Mais confuso que falar dos processos que influenciaram a independência do país, é pensar/sentir/perceber a independência que ocorre dentro de cada um.
Por lei atingimos a maioridade aos 18 anos, ou seja, alcançamos a vida adulta civil. Assim a partir desta idade, como se fosse mágica, podemos beber, dirigir, freqüentar ambientes noturnos sem autorização, ir preso, adquirir o dever de votar, entre tantas outras coisas e, isso conseqüentemente nos torna mais "independentes". Mas como o Brasil, acredito que nada nem ninguém se tornam independentes de maneira instantânea e, muito menos se faz auto-suficiente por determinada liberdade na autonomia singular, é preciso conquistar espaço, mudar atitudes, arcar com as conseqüências e novas exigências. Obviamente tudo é gradual e as mágicas só acontecem nos livros infantis. Mas quando realmente a maioridade atinge nossa vida? Somos formados principalmente pelo meio: família, amigos, escola, comunidade.

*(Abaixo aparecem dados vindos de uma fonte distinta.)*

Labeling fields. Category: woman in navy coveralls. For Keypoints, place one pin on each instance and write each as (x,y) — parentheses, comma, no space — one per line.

Sofremos constantes influências destes ambientes e pessoas e, como em cada campo da vida aprendemos de uma determinada forma em decorrência daquilo que absorvemos e vivenciamos o que torna o desenvolvimento humano totalmente particular. É possível observar adolescentes de 13 anos que ajudam nas tarefas domésticas, são dedicados com os estudos, preocupados, mesmo que de modo precipitado, com seu futuro, trabalho, família. Como também nota-se jovens adultos que simplesmente preocupam-se em resolver qual será a festa do fim de semana.
Penso que ao contrário de algumas teorias e normativas, não se pode estabelecer como numa linha do tempo que segue apenas números, o momento em que "pulamos" de fase, aliás, somente depois de passarmos por alguma fase é que podemos saber o que mudou e por que. Dosar é fundamental, mesmo que não tenhamos total controle sobre as pitadas que queremos carregar para a nossa vida e aquelas que queremos extinguir.
Há momentos que é preciso assumir uma postura mais adulta, ou melhor, mais madura desconsiderando o rótulo por si só, outros é possível despertar “aquela” criança. Estranho/engraçado/assustador/maravilhoso é ser jovem, sentir-se tão independente e dependente ao mesmo tempo, tão seguro e inseguro, tão maduro e infantil... Transitando no mesmo dia por várias esferas, porém, que aos poucos irão estabelecer a maioridade que vai muito além da data no RG.



2 comentários:

marcelino alves disse...

olá......pessoa!!! gostei muito desse texto, abril uns horizontes nessa minha cabeça tão alienada acomodada.

Bruna Pilatti disse...

Que bom! todos somos "acomodados" na verdade, o primeiro passo é perceber e, mudar!